Friday, November 22, 2019

Upaya Menjaga Kesakralan Tari Ritual Sebagai Implementasi Tri Hita Karana

 Gambar Tari Sakral Rejang Dewa
Tari Rejang Dewa, salah satu tari sakral Bali

          Bali merupakan pulau yang sangat kaya akan budaya tradisional. Budaya Bali  yang diinspirasi oleh agama Hindu benar benar unik dan tidak bisa dijumpai dimanapun di dunia ini. Karena itu, Bali dijuluki sebagai Pulau Dewata. Ada banyak hal yang kita bisa temukan di Bali, tetapi sulit ditemukan di tempat lain, salah satu contohnya adalah tarian ritual. Tarian ritual merupakan tarian yang dipentaskan ketika ada upacara-upacara tertentu yang juga memiliki maksud dan tujuan tertentu dan bersifat spiritual.

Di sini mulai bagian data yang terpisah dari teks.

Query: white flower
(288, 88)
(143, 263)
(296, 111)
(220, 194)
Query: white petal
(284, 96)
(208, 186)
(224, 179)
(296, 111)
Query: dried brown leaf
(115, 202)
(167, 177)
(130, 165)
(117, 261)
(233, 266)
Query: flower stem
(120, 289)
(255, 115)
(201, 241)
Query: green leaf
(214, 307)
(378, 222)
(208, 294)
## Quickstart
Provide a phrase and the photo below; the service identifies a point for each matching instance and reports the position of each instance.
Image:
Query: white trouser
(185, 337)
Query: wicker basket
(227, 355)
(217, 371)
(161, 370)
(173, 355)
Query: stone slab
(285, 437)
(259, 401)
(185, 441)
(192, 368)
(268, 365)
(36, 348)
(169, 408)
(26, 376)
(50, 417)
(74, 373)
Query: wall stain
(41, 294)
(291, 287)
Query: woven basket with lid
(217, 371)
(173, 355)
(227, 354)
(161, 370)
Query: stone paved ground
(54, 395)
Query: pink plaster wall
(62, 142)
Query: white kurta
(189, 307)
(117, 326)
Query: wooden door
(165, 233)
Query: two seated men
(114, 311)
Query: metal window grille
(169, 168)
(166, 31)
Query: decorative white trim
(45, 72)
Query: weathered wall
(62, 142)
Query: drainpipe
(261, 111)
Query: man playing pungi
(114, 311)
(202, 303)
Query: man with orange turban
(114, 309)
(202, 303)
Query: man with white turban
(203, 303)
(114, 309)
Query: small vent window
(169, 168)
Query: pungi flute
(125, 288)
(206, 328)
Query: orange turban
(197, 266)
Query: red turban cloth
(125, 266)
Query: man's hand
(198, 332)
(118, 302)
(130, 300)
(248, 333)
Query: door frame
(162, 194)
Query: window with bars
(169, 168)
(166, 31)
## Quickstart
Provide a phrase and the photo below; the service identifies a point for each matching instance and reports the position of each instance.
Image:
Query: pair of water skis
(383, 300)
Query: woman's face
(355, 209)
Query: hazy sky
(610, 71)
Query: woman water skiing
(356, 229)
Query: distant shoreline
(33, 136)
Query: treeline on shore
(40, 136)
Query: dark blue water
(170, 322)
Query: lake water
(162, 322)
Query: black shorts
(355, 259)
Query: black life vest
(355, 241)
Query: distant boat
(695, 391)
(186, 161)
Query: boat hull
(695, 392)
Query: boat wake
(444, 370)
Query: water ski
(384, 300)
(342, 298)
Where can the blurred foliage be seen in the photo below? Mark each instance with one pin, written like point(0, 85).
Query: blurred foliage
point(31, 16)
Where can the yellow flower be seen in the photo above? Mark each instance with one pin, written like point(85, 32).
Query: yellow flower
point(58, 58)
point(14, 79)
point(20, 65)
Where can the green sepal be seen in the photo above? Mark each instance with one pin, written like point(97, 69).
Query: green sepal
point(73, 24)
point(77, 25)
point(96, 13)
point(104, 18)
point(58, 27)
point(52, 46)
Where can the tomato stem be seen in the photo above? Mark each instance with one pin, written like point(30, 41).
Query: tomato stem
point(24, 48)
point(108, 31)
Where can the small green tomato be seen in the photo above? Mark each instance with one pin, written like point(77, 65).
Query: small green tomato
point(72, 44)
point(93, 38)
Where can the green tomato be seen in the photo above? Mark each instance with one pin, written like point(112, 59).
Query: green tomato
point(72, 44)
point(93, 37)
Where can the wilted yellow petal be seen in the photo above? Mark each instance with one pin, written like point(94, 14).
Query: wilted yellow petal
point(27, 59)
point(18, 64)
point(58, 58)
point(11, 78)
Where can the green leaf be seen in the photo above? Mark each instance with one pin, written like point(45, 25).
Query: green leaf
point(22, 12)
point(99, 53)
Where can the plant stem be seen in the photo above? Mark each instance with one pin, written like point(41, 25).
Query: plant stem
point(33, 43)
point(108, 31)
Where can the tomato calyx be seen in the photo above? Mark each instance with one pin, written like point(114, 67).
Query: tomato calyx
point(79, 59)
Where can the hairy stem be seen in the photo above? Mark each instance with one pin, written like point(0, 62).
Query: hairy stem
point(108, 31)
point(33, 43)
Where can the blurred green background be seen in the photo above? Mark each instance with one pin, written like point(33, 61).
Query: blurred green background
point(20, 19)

Di bali, tarian ritual ini jumlahnya mencapai ratusan dan uniknya beberapa daerah memiliki tarian ritualnya masing-masing. Tri Hita Karana ada sebagai alasan terciptanya tarian ritual. Pementasan tarian ritual ini merupakan cerminan yang meyakinkan akan citra pulau Bali sebagai Pulau Dewata itu.

Seiring dengan perkembangan zaman yang disebut sebagai era globalisasi ini, eksistentsi Bali pada dunia meningkat secara signifikan dari tahun ke tahun hingga sekarang, ini berdampak pada sektor pariwisata bali yang terus meningkat. Namun, dilihat dari sudut pandang ajaran filsafat Tri Hita Karana, hali ini didominasi dengan dampak negatifnya.  makna dari “Pulau Dewata” yang dimiliki Bali terancam bahaya, dan bahwa julukan “Pulau Dewata” tidak akan lagi memiliki makna yang sebenarnya, dan hanya akan menjadi julukan semata.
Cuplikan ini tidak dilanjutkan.